What you need to buy is a DSLR (Digital Single-Lens Reflex) camera. You don't need to break the bank to get a camera with interchangeable lenses - you can get a Nikon D40 for under $500 on Amazon.com. Your DSLR will usually come with a "kit lens" (the lens included with the camera), and this is the lens you would use for most "normal" shooting. But for shallow depth of field shots, you'll want to get a "faster" (lets more light in) lens than comes with the camera.

A 50mm f/1.8 lens will do nicely for this. You can get a Nikon Nikkor lens for about $110 in the U.S., and the equivalent lens for a Canon body is even cheaper. What this lens will allow you to do is open the aperture (the "pupil" of the lens) much wider, which will reduce the depth of field of the shot. Thus it will be very easy to have something 50cm away in focus, while objects 70cm away are out of focus. In the shot below, the Pepsi bottle is in sharp focus, while the table top only 15cm away is completely put of focus.

Shallow depth of Field

In fact, using a 50mm f/1.8 lens, you can reduce the depth of field to only a few centimeters. In the shot below, the stitching on the front of the wallet is in focus, but the driver's license on top is completely out of focus despite being only 3-4cm farther away. Using this technique, you could photograph a portrait wherein the person's face was in focus, but his nose was out of focus!


So, let's try the peaches shot again. All I did here was attach the 50mm lens, frame the shot (badly), and shoot. It's not going to win any awards, but it's a lot closer to what we want from a food shot than the photo above.

Shallow depth of Field

So, it's that easy. A DSLR and a fast lens, and you can be on your way to shooting photos like Cuketka (or Belcarnen, or Matesola, or GurmetKlub, etc.).

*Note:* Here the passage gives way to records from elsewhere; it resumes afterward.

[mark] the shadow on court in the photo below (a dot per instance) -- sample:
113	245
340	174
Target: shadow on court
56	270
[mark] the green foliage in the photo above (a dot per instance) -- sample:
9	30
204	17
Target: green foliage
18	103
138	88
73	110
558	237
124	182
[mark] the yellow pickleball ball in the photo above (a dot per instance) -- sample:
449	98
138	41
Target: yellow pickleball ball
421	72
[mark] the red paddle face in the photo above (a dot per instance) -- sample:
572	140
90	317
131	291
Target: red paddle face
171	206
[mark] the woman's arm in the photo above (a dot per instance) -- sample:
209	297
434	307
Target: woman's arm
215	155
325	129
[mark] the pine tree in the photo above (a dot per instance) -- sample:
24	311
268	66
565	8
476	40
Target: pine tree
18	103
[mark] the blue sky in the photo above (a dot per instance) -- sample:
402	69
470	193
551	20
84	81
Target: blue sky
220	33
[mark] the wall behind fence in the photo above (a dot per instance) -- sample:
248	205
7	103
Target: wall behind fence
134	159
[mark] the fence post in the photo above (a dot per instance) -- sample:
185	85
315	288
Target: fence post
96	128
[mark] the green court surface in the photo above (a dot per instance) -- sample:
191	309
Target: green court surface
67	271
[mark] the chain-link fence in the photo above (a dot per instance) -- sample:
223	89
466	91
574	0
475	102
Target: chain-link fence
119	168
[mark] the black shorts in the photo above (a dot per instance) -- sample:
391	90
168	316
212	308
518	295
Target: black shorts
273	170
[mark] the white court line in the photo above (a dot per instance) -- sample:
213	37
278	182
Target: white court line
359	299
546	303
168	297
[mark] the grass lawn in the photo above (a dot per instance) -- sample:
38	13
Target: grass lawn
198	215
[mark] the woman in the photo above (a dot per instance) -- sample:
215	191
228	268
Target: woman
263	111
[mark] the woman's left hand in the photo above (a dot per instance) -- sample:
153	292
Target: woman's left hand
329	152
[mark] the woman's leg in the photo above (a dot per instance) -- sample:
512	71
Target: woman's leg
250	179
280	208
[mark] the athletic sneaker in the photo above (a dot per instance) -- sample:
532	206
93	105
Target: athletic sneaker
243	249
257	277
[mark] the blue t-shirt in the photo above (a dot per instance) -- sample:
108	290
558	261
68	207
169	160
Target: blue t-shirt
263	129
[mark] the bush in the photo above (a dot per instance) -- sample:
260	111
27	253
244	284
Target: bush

Postscript: there's another well-known food blogger in Prague, who I'm guessing is taking flash photos with a pocket camera for his reviews. Not as pretty as the shallow-depth-of-field shots, but they are in some ways more honest depictions of the food he was served. For example, in my "artsy" shot of the Pepsi bottle above, it almost looks like real food, and we know it is not.